Les toiles de nuit peintes par Anastassia Bordeau frappent d’abord par leur absence d’éclairage naturel. Avec la lune et les étoiles, c’est le ciel tout entier qui a disparu : l’espace a perdu son caractère hypétral (du grec hypaithrios, « sous le ciel »). Le sol affirme, en revanche, sa présence, grâce à des sémaphores qui indiquent les différentes directions. Phares et réverbères trouent les ténèbres, cependant que les néons diffusent leur éclat en nappes aux formes précises, d’un blanc, d’un jaune et d’un vert d’intensité variable. Plus de lumières indécises et tremblotantes, mais des couleurs primaires qui contrastent avec l’obscurité ambiante.

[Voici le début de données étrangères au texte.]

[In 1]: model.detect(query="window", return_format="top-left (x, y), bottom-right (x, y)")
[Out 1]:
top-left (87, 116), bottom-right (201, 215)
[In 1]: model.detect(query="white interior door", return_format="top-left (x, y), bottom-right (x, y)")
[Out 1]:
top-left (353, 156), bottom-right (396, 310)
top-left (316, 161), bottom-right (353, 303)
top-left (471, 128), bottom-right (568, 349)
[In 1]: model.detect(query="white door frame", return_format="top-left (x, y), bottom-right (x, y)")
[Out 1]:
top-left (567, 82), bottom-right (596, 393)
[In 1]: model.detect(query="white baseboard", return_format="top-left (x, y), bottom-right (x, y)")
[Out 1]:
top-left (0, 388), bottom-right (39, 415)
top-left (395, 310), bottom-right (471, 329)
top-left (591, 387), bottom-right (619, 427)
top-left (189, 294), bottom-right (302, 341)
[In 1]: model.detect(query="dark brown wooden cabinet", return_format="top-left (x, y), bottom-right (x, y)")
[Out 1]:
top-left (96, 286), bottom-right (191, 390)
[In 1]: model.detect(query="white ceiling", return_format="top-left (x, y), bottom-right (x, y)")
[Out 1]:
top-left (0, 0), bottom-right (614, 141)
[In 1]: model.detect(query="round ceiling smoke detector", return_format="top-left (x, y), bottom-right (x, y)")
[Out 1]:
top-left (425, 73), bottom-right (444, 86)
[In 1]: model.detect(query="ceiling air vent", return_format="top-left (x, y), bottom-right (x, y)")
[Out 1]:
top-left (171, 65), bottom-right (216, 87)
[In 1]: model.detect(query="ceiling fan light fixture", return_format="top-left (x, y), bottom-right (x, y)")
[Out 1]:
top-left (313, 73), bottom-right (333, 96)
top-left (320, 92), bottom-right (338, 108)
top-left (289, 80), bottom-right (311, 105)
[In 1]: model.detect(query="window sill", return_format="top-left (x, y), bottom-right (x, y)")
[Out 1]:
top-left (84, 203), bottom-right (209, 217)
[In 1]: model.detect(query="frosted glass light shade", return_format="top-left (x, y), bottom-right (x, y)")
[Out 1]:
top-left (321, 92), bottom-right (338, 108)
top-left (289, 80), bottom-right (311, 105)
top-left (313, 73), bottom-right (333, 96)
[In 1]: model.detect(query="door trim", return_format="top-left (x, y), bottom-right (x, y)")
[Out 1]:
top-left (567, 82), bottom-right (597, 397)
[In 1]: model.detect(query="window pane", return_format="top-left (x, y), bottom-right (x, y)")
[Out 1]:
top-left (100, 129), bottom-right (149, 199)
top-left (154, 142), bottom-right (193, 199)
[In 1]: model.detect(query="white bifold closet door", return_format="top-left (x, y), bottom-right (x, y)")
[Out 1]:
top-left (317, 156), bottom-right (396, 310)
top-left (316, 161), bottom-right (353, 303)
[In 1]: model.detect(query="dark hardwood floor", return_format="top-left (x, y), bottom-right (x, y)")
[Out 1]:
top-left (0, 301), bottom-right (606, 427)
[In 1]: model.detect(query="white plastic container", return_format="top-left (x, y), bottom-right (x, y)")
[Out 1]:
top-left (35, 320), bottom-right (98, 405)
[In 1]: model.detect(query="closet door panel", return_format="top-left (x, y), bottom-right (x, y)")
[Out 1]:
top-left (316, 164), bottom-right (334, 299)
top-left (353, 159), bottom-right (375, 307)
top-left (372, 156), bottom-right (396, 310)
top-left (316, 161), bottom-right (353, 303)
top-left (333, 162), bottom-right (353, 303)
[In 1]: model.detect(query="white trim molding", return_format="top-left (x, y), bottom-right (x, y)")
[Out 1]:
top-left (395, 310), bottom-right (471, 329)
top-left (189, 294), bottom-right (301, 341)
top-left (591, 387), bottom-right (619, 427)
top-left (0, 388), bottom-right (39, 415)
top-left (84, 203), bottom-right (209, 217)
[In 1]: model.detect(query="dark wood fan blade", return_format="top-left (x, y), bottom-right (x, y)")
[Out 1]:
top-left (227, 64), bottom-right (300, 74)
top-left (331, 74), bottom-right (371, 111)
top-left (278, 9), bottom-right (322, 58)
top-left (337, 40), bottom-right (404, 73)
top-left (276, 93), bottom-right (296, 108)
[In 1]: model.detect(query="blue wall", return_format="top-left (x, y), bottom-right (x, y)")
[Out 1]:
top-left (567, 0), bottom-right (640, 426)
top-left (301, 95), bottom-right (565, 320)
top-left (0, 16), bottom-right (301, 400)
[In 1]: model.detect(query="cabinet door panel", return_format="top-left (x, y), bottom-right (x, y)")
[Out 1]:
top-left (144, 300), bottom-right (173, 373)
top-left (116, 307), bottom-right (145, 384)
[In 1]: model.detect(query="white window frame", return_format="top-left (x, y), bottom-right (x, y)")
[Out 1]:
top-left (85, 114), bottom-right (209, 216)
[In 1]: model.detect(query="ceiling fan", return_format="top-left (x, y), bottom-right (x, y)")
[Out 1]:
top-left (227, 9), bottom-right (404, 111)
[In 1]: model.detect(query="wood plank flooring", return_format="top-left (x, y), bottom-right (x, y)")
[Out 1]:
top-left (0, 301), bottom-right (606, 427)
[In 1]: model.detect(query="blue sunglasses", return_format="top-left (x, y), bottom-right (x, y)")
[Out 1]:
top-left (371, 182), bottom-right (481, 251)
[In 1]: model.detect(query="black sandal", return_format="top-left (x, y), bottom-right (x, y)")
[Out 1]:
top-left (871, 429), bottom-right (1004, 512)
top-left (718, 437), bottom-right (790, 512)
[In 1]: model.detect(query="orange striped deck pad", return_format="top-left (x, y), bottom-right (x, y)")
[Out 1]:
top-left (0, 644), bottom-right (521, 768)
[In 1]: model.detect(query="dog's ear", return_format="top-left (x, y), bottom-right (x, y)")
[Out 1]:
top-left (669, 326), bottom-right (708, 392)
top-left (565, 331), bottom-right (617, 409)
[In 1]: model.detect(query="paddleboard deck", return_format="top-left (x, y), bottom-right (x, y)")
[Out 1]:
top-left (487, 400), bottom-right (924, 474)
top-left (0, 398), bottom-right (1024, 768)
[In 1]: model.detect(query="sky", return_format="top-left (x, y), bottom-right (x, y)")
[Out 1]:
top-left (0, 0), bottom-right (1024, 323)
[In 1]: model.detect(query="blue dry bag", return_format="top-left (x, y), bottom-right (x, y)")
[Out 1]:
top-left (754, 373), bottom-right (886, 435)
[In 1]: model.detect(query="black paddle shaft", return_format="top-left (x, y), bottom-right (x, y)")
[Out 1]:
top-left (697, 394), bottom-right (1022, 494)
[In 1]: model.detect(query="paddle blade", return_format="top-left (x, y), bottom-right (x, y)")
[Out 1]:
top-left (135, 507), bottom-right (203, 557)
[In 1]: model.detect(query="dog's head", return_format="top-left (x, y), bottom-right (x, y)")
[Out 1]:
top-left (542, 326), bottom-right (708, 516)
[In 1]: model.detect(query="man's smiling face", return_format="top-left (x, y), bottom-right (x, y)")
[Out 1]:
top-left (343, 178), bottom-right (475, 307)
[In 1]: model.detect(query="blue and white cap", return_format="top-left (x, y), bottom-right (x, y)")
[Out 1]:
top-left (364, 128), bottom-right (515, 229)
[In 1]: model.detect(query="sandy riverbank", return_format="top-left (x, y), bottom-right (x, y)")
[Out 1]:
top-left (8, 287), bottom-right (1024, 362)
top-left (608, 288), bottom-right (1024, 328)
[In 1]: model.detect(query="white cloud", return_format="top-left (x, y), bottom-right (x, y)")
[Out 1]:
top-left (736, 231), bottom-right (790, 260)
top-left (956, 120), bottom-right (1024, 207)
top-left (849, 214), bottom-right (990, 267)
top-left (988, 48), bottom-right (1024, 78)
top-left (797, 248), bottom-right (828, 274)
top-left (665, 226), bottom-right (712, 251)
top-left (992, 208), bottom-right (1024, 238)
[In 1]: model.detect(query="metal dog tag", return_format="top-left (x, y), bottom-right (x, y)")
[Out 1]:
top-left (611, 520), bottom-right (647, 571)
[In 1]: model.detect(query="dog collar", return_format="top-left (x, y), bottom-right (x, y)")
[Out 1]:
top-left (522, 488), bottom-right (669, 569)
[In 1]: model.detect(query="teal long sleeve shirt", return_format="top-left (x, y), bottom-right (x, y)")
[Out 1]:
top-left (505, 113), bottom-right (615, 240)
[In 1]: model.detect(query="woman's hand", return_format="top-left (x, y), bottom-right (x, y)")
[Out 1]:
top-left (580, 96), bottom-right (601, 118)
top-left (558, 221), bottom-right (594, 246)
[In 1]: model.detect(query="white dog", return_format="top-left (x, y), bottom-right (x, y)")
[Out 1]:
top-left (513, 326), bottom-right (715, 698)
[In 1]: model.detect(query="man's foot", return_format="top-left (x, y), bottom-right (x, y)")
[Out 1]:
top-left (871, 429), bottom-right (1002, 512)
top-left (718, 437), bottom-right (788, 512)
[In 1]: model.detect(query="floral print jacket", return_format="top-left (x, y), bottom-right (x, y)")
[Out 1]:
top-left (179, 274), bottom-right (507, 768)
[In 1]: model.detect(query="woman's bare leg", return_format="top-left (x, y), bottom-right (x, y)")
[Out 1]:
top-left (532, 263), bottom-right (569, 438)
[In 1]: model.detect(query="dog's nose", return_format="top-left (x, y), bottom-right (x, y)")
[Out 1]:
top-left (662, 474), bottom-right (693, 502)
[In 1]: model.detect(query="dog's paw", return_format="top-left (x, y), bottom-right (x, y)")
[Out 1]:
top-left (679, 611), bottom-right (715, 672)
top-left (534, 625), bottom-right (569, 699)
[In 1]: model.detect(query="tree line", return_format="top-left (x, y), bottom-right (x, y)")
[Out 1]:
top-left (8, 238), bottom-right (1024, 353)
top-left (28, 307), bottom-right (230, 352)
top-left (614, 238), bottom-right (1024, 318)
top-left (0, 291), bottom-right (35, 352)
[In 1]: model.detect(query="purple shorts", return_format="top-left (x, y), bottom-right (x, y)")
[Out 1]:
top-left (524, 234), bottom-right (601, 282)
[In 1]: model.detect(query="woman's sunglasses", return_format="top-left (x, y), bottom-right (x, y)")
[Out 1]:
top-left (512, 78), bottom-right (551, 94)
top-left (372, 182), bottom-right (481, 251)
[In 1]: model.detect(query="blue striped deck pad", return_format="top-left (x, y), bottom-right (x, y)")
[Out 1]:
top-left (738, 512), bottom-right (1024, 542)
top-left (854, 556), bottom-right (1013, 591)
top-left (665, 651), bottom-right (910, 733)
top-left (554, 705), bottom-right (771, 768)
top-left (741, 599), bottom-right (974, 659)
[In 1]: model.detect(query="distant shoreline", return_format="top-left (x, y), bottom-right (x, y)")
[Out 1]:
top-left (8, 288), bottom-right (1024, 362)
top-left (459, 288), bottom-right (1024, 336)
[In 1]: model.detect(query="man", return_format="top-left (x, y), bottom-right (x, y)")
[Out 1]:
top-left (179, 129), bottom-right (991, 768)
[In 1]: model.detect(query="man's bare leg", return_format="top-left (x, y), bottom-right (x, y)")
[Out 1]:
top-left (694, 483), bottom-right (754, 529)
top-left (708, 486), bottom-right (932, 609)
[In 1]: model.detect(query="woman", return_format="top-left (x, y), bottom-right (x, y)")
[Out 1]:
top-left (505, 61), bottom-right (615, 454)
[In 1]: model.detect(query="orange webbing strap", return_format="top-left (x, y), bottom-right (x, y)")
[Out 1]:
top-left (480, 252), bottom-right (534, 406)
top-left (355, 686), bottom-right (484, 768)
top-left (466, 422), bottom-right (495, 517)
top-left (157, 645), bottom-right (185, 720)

La seconde absence qui surprend dans cette série de peintures est celle des êtres humains. Voilà qui contraste avec l’univers d’Edward Hopper (1882-1967), auquel il est impossible de ne pas songer. Dans Fenêtre, la nuit, 1928 (New York, Museum of Modern Art) ou Oiseaux de nuit, 1942 (Chicago, The Art Institute), les personnages, aux vêtements moulés sur le corps, semblent envoûtés dans un statisme forcené. Aperçus à travers une vitre, ils exhibent leur carence interne et leur inaptitude à la communication ; mais ce sont encore des hommes et des femmes. Ici, au contraire, banc, automobiles, cafés, stations-services ne font signe vers aucune attente, aucun voyage, aucun acte de consommation, aucun signe de vie actuel. Ce monde est, au moins provisoirement, déserté de tout habitant humain.
La troisième absence qui saisit est celle de tout élément végétal ou animal. Nous sommes plongés dans un univers minéral, où le verre triomphe avec ses effets de transparence et de miroir. Comment ne pas se cogner ? « Danger, n’avancez pas ». Des lignes de graphes bruns en forme de « S » aplatis signalent qu’il importe de s’arrêter, pour ne pas heurter la vitre et précisent le degré de proximité ou d’éloignement de la vision.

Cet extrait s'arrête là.